The problem can be directly linked back to the Jackson reforms and subsequent cuts to fixed fees for lower-value personal injury claims. Jackson enabled a 10% uplift in damages to cover deductions to pay for claimant representatives – with the lawyers given scope to take up to 25% from clients’ compensation. It was arguably naive not to consider that this would simply mean the vast majority of firms would routinely take 25%.
‘[Jackson] envisaged a scenario where firms would compete on success fee to attract cases,’ says Green. ‘But that assumes that any explanation of success fees would be given to the client. The conversation on 99% of occasions was “the law has changed and now we have to charge you a percentage of your damages. Everyone charges the same and everyone will take 25%”.
The door is only open because clients have not been billed correctly. There are tens of millions of pounds that have ended up in the bank accounts of a handful of solicitors… keeping more than they should have
James Green
‘What they are describing there is a damages-based agreement. They don’t explain to the client – or at least very rarely – that they are recovering a chunk of money from the insurance company. They have been paid twice. Most clients believe they have signed up to a DBA, albeit they don’t know what that is. They are happy as they feel the firm has done a good job, but when you say the firm also got money from the other side their demeanour changes dramatically.’
Green was head of an industrial disease practice before setting up his own firm in 2016. He was motivated originally by a sense of injustice over firms taking out what he sees as disproportionately expensive after-the-event insurance cover for clients who lacked the wherewithal to question it. (The Court of Appeal rejected Herbert’s submission that ATE was unfairly deducted from her claim.)

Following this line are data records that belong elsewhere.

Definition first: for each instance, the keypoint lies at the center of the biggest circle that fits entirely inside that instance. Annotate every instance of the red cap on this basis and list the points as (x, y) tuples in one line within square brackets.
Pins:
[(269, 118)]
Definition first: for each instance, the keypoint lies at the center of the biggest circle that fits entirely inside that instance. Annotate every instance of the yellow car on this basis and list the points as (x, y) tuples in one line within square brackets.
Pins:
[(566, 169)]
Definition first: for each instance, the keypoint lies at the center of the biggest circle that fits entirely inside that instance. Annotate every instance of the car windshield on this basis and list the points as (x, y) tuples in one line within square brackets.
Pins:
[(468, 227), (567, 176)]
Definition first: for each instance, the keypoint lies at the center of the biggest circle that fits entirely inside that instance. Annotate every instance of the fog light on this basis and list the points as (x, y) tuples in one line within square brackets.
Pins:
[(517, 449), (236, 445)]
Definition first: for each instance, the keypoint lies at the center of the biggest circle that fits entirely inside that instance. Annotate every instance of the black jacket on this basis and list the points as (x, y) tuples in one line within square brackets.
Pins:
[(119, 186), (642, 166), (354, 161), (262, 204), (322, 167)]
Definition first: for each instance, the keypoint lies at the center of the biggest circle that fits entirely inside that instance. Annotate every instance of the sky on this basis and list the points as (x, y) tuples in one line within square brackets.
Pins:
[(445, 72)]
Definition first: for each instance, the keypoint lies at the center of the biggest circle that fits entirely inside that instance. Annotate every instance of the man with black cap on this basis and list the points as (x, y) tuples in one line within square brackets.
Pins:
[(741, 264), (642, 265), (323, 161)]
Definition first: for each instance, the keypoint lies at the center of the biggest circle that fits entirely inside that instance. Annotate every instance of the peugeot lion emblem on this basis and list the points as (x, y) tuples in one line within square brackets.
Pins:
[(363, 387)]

Green also accepts he has identified a business opportunity – the potential rewards for running thousands of cases could be lucrative for him, as well as beneficial to his clients. But he insists that firms which aim their ire at him are missing the bigger picture.

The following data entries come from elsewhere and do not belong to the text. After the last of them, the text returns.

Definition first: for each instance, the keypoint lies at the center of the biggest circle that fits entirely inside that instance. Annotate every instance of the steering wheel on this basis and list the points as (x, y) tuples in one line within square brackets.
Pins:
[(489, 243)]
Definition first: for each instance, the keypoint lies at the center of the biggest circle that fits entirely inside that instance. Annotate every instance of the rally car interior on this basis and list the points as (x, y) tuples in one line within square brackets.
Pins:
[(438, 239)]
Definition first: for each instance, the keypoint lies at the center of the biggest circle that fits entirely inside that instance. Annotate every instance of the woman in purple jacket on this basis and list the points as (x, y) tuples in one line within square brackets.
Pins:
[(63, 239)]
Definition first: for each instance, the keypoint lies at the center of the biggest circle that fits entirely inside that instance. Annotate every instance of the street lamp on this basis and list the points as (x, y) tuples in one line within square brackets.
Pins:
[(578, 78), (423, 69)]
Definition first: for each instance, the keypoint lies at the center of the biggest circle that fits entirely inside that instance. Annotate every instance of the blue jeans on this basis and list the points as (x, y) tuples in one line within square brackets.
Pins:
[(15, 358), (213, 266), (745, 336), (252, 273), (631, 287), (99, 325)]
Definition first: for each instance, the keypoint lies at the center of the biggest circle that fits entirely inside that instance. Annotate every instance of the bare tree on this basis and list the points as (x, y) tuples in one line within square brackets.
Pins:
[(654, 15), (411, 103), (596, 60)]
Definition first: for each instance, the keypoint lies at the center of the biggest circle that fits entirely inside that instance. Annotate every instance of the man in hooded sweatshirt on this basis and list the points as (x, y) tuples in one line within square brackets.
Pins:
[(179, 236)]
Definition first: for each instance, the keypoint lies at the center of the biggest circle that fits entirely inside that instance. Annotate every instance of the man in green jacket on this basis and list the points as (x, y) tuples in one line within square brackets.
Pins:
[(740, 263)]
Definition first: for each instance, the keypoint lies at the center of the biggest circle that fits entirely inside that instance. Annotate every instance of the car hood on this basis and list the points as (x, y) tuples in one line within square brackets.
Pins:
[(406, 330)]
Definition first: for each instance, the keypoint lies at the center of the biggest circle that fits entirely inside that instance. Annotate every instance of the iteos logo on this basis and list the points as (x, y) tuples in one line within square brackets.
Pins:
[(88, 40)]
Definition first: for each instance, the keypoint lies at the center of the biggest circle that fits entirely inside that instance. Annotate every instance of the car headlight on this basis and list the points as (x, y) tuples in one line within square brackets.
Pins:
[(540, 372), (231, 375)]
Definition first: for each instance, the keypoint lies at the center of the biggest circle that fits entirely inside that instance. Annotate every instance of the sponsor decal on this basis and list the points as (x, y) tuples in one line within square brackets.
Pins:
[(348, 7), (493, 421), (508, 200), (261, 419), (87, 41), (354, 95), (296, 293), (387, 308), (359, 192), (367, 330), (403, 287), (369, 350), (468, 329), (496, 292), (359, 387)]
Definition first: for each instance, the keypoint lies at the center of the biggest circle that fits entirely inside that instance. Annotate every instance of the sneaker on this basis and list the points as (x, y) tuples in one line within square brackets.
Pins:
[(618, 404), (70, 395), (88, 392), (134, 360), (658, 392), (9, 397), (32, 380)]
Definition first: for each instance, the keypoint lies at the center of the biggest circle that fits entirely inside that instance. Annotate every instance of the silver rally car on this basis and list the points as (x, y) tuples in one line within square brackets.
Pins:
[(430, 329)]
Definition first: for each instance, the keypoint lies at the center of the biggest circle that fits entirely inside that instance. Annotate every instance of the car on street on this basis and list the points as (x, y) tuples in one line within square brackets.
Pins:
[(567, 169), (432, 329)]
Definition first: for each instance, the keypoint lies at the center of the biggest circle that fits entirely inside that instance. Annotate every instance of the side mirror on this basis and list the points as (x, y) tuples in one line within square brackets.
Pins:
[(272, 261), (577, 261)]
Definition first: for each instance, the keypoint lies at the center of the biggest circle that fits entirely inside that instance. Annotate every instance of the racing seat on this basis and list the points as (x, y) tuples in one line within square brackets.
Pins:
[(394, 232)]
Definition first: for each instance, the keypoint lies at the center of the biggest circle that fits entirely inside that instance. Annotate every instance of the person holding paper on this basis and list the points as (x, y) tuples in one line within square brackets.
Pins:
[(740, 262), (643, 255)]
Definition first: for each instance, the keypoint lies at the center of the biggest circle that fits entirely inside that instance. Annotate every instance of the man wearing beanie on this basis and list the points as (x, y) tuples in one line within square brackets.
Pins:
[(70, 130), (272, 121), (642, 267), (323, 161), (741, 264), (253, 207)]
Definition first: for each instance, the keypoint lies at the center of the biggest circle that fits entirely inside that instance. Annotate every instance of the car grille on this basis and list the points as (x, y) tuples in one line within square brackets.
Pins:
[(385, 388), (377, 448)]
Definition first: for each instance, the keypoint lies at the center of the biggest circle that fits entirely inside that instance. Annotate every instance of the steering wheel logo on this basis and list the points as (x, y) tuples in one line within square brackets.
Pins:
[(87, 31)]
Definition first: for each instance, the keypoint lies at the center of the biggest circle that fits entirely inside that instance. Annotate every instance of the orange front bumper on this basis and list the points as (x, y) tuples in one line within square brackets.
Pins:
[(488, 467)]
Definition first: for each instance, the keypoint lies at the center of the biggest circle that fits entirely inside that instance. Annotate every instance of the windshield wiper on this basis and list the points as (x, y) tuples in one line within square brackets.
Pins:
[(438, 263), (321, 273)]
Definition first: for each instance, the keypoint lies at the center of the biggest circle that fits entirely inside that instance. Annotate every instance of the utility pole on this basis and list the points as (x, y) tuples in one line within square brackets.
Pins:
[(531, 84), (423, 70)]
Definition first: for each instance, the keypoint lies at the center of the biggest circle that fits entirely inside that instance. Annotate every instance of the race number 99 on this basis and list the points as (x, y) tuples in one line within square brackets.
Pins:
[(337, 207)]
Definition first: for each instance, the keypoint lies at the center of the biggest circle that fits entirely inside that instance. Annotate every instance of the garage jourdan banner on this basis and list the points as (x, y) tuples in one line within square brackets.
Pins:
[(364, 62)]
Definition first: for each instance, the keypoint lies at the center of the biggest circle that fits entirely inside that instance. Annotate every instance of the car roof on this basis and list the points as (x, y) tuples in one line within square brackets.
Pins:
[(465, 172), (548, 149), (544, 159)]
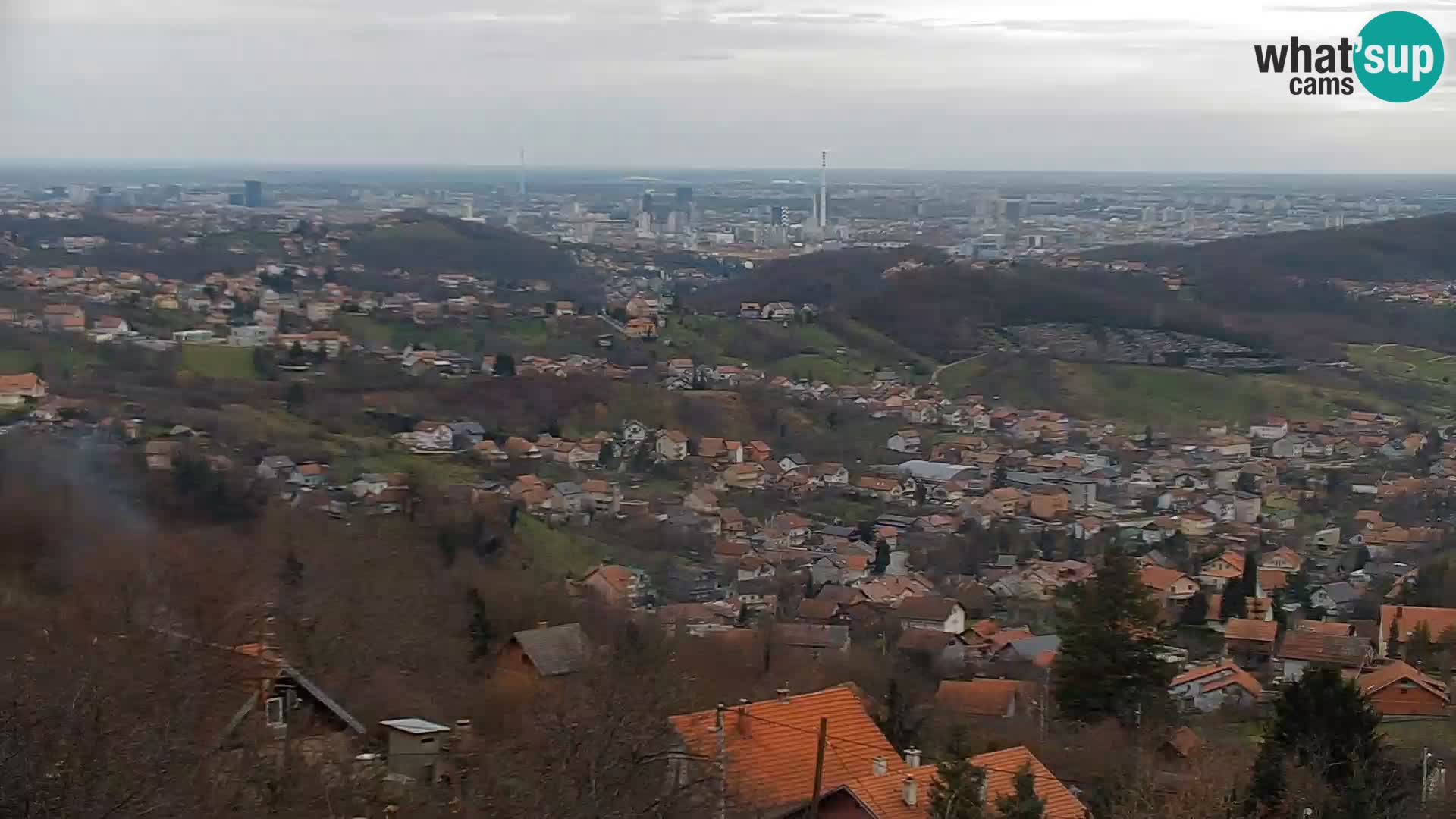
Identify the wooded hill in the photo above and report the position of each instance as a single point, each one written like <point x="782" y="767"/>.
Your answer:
<point x="1266" y="292"/>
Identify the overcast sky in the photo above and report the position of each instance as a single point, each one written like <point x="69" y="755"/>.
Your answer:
<point x="1120" y="85"/>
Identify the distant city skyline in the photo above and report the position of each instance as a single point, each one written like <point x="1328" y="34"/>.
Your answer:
<point x="1033" y="85"/>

‘I understand I am not a popular person in the industry, but I have no fundamental problem with PI lawyers. I used to be one. I want them to thrive. They are under heavy attack from the government. My mission is not to make their lives difficult or speed up their closure: what I want to do is to help improve the industry so a reasonable deduction can be taken which is properly calculated, and the client understands what they are paying for.

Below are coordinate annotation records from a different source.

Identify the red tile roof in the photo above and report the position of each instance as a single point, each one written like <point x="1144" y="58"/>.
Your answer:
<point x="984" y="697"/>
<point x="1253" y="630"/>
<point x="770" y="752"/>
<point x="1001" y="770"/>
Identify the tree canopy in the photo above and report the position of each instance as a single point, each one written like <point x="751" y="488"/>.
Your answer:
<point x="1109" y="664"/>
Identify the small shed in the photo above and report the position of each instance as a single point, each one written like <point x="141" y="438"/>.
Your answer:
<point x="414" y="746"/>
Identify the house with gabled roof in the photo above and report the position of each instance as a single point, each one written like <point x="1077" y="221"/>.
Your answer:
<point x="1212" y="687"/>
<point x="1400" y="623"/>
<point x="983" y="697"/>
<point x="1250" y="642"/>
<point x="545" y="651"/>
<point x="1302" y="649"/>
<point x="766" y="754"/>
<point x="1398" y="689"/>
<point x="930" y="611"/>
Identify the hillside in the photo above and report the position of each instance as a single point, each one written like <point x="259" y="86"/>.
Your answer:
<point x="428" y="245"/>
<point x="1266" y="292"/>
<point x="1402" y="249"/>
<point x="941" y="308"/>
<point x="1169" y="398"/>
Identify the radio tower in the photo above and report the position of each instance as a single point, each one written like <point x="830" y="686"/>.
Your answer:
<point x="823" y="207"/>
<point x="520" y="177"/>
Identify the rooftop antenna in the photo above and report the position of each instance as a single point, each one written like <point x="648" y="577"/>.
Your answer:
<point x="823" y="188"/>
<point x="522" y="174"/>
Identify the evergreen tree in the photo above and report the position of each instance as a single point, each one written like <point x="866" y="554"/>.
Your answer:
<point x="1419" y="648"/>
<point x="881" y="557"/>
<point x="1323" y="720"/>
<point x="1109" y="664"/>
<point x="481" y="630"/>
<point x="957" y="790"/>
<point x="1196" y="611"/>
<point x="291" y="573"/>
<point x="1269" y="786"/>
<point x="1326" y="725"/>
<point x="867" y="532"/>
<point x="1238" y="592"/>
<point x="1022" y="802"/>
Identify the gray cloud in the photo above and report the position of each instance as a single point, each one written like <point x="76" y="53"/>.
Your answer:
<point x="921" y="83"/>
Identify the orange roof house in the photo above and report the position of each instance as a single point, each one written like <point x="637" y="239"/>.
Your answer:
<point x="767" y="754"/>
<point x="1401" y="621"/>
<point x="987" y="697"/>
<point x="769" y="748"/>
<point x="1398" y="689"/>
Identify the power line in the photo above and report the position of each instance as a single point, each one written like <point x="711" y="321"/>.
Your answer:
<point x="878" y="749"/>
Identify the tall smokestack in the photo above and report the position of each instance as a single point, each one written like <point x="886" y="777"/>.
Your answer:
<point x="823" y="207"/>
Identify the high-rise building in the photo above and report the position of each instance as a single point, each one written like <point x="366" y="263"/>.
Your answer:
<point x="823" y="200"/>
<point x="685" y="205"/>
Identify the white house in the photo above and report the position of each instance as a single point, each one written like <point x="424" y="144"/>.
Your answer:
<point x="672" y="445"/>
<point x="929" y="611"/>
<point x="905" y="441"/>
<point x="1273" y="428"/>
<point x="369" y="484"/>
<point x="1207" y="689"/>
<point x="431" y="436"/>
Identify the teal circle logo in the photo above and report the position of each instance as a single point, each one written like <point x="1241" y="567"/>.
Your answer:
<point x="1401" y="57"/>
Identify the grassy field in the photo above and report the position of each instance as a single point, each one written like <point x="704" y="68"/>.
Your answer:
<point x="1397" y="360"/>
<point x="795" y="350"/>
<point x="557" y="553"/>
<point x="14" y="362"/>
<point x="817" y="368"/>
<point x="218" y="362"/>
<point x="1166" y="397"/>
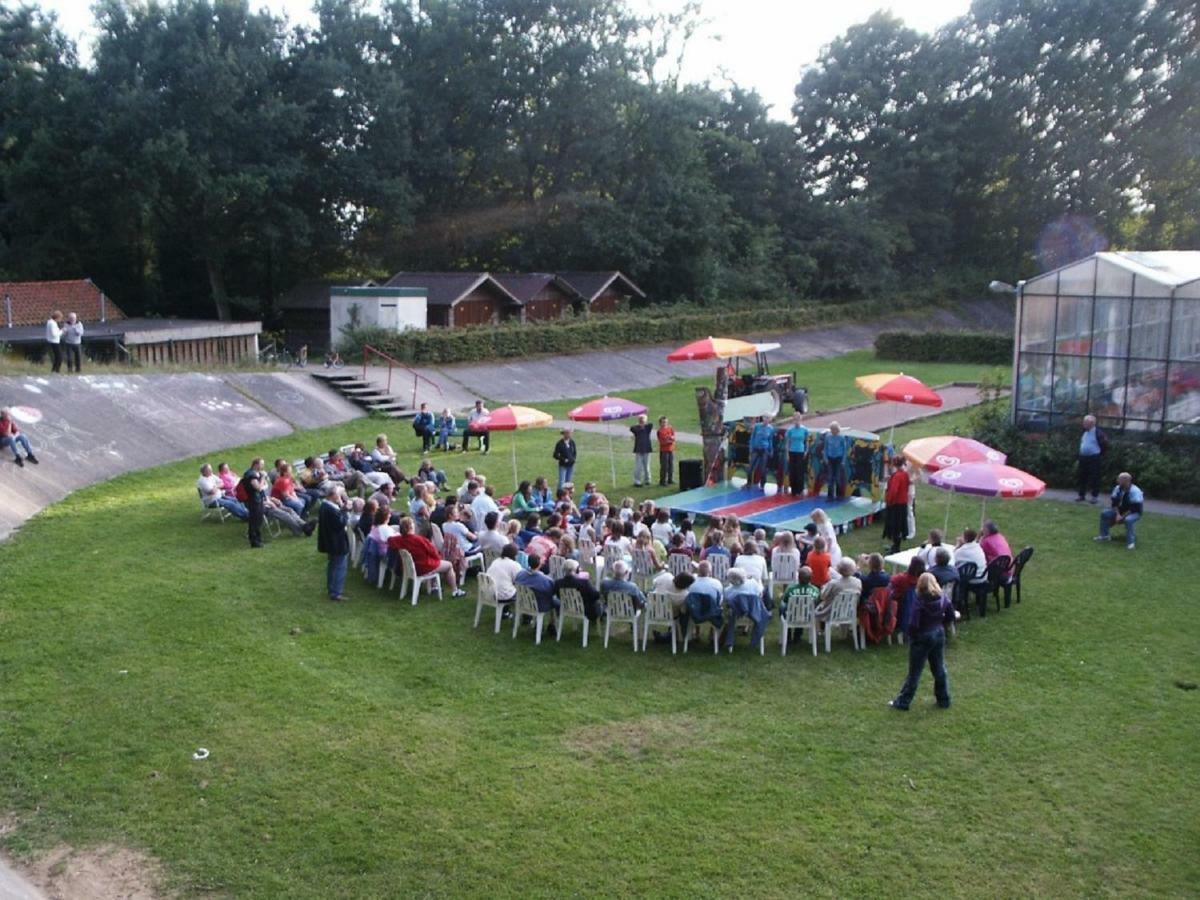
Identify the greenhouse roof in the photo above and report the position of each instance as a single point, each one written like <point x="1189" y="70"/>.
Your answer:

‘I don’t think it’s unreasonable to charge a client up to 25%, but only if they know what they are paying for. Most clients put their trust blindly into a solicitor when the deduction is unjustified.
‘I want to help solicitors do their jobs. The vast majority of solicitors work hard to maximise the amount of compensation their clients can get. As long as the client knows exactly what the deductions are for, that’s fine. Before I came along solicitors were resting on their laurels and ignoring their professional responsibilities when it came to keeping clients informed about what they are paying for.’
His critics will continue to regard Green and his ilk as vultures, enticing clients to bring claims against solicitors they had previously been satisfied with. This antipathy will hardly lift when more letters come in from former clients with the JG heading at the top. But Herbert has given Green legitimacy and the incentive to continue. It would be foolish to ignore its lessons.